On 3/2/2023 6:26 AM, Peter Newman wrote:
> On Sat, Feb 11, 2023 at 12:21 AM Reinette Chatre
> <reinette.chatre@xxxxxxxxx> wrote:
>
>> On 1/25/2023 2:13 AM, Peter Newman wrote:
>
>>> --- a/arch/x86/kernel/cpu/resctrl/rdtgroup.c
>>> +++ b/arch/x86/kernel/cpu/resctrl/rdtgroup.c
>>> @@ -3238,6 +3238,80 @@ static int rdtgroup_rmdir(struct kernfs_node *kn)
>>> return ret;
>>> }
>>>
>>> +static void mongrp_move(struct rdtgroup *rdtgrp, struct rdtgroup *new_prdtgrp,
>>> + cpumask_var_t cpus)
>>
>> Could you please add some function comments on what is moved and how it is accomplished?
>
> Sure, I think I should also make the name more descriptive. I think
> "move" is too high-level here.
>
>
>>> + for_each_process_thread(p, t) {
>>> + if (is_closid_match(t, prdtgrp) && is_rmid_match(t, rdtgrp))
>>> + rdt_move_one_task(t, new_prdtgrp->closid, t->rmid,
>>> + cpus);
>>> + }
>>> + read_unlock(&tasklist_lock);
>>
>> Can rdt_move_group_tasks() be used here?
>
> As it is today, rdt_move_group_tasks() would move too many tasks.
> mongrp_move() needs both the CLOSID and RMID to match, while
> rdt_move_group_tasks() only needs 0-1 of the two to match.
>
> I tried adding more parameters to rdt_move_group_tasks() to change the
> move condition, but I couldn't make the resulting code not look gross
> and after factoring the tricky stuff into rdt_move_one_task(),
> rdt_move_group_tasks() didn't look interesting enough to reuse.

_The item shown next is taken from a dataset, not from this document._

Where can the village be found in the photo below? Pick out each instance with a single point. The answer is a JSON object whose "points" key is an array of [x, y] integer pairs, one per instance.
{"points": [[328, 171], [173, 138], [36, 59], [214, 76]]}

Could it be made readable by adding a compare function as parameter to
rdt_move_group_tasks() that is used to determine if a task should be moved?

>>> +
>>> + update_closid_rmid(cpus, NULL);
>>> +}
>>
>> I see the tasks in a monitor group handled. There is another way to create/manage
>> a monitor group. For example, by not writing tasks to the tasks file but instead
>> to write CPU ids to the CPU file. All tasks on a particular CPU will be monitored
>> by that group. One rule is that a MON group may only have CPUs that are owned by
>> the CTRL_MON group.
>> It is not clear to me how such a group is handled in this work.
>
> Right, I overlooked this form of monitoring.
>
> I don't think it makes sense to move such a monitoring group, because a
> CPU can only be assigned to one CTRL_MON group. Therefore a move of a MON
> group with an assigned CPU will always violate the parent CTRL_MON group
> rule after the move.
>
> Based on this, I think rename of a MON group should fail when
> rdtgrp->cpu_mask is non-zero.

I think this is fair. Also please write something useful in the last
command status buffer.

>>> +
>>> +static int rdtgroup_rename(struct kernfs_node *kn,
>>> + struct kernfs_node *new_parent, const char *new_name)
>>> +{
>>> + struct rdtgroup *new_prdtgrp;
>>> + struct rdtgroup *rdtgrp;
>>> + cpumask_var_t tmpmask;
>>> + int ret;
>>> +
>>> + if (!zalloc_cpumask_var(&tmpmask, GFP_KERNEL))
>>> + return -ENOMEM;
>>> +
>>> + rdtgrp = kernfs_to_rdtgroup(kn);
>>> + new_prdtgrp = kernfs_to_rdtgroup(new_parent);
>>> + if (!rdtgrp || !new_prdtgrp) {
>>> + free_cpumask_var(tmpmask);
>>> + return -EPERM;
>>> + }
>>> +
>>
>> How robust is this against user space attempting to move files?
>
> I'm not sure I understand the question. Can you be more specific?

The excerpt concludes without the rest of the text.